Deepgram supports over 100 different audio formats and encodings. You can see some of the most popular ones at Supported Audio Format.

Determining Your Audio Format

If you’re not sure whether your audio is raw or containerized, you can identify audio format in a few different ways.

Check Documentation

Start by checking any available documentation for your audio source. Often, it will provide details related to audio format. Specifically, check for any mentions of encodings like Opus, Vorbis, PCM, mu-law, A-law, s16, or linear16.

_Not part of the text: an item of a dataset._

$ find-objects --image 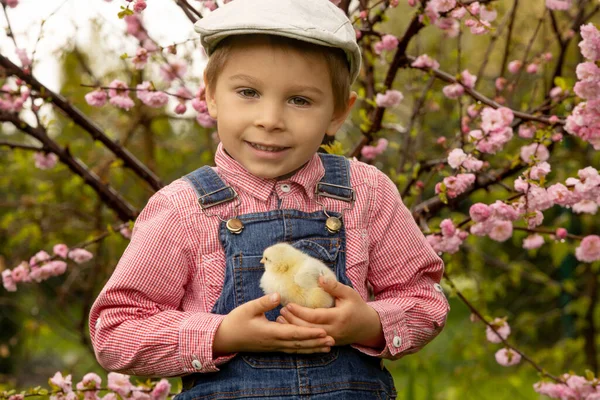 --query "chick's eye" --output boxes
[238,89,257,97]
[291,97,310,106]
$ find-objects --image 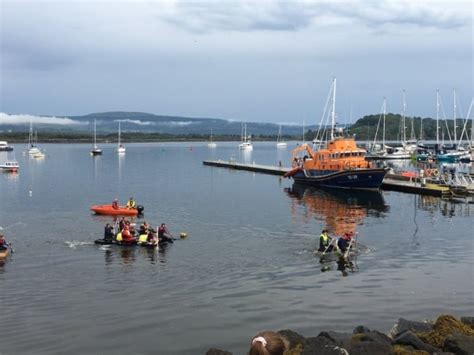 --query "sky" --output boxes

If your audio source is a web API stream, in many cases it will already be containerized. For example, the audio may be raw Opus audio wrapped in an Ogg container or raw PCM audio wrapped in a WAV container.

Automatically Detect Audio Format

If you’re still not sure whether or not your audio is containerized, you can write an audio stream to disk and try listening to it with a program like VLC. If your audio is containerized, VLC will be able to play it back without any additional configuration.

Alternatively, you can use ffprobe (part of the ffmpeg package, which is a cross-platform solution that records, converts, and streams audio and video) to gather information from the audio stream and detect the audio format of a file.

To use ffprobe, from a terminal, run:

Shell
$ffprobe PATH_TO_FILE

The last line of the output from this command will include any data ffprobe is able to determine about the file’s audio format.

Using Raw Audio with Encoding & Sample Rate

When using raw audio, make sure to set the encoding and the sample rate. Both parameters are required for Deepgram to be able to decode your stream.